工務店とは

僕は工務店で、建てましたので、割り引いて読んでください。
工務店で建てる魅力は、やっぱり“つくり手の顔がみえる”ことだとおもいます。また、本物(あえて本物とします)の木の家が建てたいとおもったら、ハウスメーカーではなく、木の家にこだわった工務店に依頼するしかないように感じます。

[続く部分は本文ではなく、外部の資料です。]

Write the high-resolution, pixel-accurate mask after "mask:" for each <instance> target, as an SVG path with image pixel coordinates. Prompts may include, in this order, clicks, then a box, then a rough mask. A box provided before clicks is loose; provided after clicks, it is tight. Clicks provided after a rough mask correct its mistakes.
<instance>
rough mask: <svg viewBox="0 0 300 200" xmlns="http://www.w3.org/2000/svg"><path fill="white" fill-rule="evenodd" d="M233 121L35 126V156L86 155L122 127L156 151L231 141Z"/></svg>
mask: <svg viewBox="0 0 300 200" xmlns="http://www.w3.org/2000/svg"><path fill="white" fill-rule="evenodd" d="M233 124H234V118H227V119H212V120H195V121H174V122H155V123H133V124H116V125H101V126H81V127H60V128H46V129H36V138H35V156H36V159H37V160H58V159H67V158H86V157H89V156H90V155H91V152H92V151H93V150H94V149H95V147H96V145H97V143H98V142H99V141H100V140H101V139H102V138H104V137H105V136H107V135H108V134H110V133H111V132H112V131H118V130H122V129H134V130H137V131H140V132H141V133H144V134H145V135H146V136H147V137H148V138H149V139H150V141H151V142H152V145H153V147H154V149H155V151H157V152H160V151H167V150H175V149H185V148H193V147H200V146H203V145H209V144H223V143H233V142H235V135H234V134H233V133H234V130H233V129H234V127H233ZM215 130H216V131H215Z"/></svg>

木にこだわった工務店は、木材を産地から直接仕入れ、流通コストを抑制しています。産地と直接つながっている工務店は、木材の安全性の面でも有利です。誰がどこでどのように育てた木材なのかがわかり、実務面でも、精神的にも安心できます。施主は、山の木が自分の家に使われていることを実感することで、自然の恩恵を考えることができるのだとおもいます。

自然素材にこだわった工務店では、木、土、紙を使うのが基本です。防腐防蟻処理はせず、塗装はなるべく最小限に、接着剤も極力避けます。昔から使われてきた、いわゆる自然素材は、環境、健康、安全、耐久性を兼ね備えた、自然の理にかなった、これまた5000年以上にわたり厳選されてきたものだと考えます。素材を理解して、適所に使用できるのも、自然素材にこだわった工務店でないとむずかしいとおもいます。

施主の立場にたった家づくりの実践をやりやすいのも、工務店だとおもいます。これは、ハウスメーカーでも、設計事務所でも当然できますが、ベストは、住まい手と作り手が直接はなしができることだとおもいます。お互いが、お互いの考え方を理解し、施主と作り手が目指す家が合致することが重要だとおもいます。

工務店にとっては、非常に厳しい環境であることは間違いありません。しかし、個人の住宅へのニーズが、どんどん多様化する中で、上記で書いたような、工務店に対するニーズが今後ますます増えていくのは、間違いないと感じております。そういうことができる、地域工務店は、今後、住宅業界の真ん中に位置するようになるのではないでしょうか。